We take extraordinary business models for granted

It’s really easy to get used to business models. As if they were natural things that have always been there.

But actually, all the successful machines that make money were at one point extraordinary – inspired wonder when the first company found them.

Here are some recent examples:

1) Flickr. Invented “freemium” for SaaS on an at all large scale. Before then on the Internet you had to either buy things, or things were free.

2) Dropbox. It’s virality was geniunely new feeling. Sure, there were affiliate schemes and coupons before, but few things that were quite so financially linked to the business.

3) Github. Despite “freemium” branching out into other areas, everyone before github was either offering free open source code hosting OR selling private code hosting, not doing both in one company.

(I’ll get at least one comment pointing out earlier companies using the same models as some of those. That’s OK – different people will learn about different businesses first that hit on a certain method of success)

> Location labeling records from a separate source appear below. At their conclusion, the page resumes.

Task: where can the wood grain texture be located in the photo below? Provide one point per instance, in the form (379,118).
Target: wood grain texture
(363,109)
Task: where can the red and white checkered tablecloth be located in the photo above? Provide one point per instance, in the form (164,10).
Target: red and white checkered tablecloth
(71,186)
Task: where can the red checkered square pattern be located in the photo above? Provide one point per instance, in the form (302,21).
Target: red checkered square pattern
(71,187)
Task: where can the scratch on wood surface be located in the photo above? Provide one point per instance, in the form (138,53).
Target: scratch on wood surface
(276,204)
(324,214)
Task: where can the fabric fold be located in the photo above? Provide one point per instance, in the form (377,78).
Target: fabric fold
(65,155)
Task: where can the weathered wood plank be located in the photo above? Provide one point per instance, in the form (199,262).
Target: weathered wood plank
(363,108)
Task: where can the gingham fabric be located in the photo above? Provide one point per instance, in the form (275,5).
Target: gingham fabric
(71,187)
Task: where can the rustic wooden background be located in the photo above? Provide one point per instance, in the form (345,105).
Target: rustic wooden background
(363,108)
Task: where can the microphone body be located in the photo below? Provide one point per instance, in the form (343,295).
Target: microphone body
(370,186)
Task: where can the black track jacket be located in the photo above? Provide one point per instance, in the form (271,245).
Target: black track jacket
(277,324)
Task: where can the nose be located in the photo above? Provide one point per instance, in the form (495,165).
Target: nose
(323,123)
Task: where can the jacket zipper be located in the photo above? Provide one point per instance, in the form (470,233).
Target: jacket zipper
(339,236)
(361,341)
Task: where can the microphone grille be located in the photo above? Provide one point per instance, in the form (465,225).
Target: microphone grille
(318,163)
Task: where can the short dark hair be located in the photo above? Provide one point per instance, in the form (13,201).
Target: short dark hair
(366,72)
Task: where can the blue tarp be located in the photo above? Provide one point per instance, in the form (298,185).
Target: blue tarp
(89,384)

Many years ago I got reasonably far making a Subversion version control hosting service with Rufus. This was before Flickr or Github, and it just didn’t occur to us that it was possible to have a freemium model. Maybe servers were still too expensive for it to work, maybe we just weren’t as imaginative as the Flickr founders.

Going further back, there are endless interesting cases.

Imagine when somebody first thought of insurance, or owning a market in a city charging for stalls, or selling a leasehold on a property. Basic things that we do every day were once the wild ideas of genius entrepreneurs.

In the vast phase space of functional businesses, there are lots that are alien and strange, that nobody has tried yet, or nobody has tried well, or that only just now could work because of a change in technology or society.

A startup is a boat, hunting for them.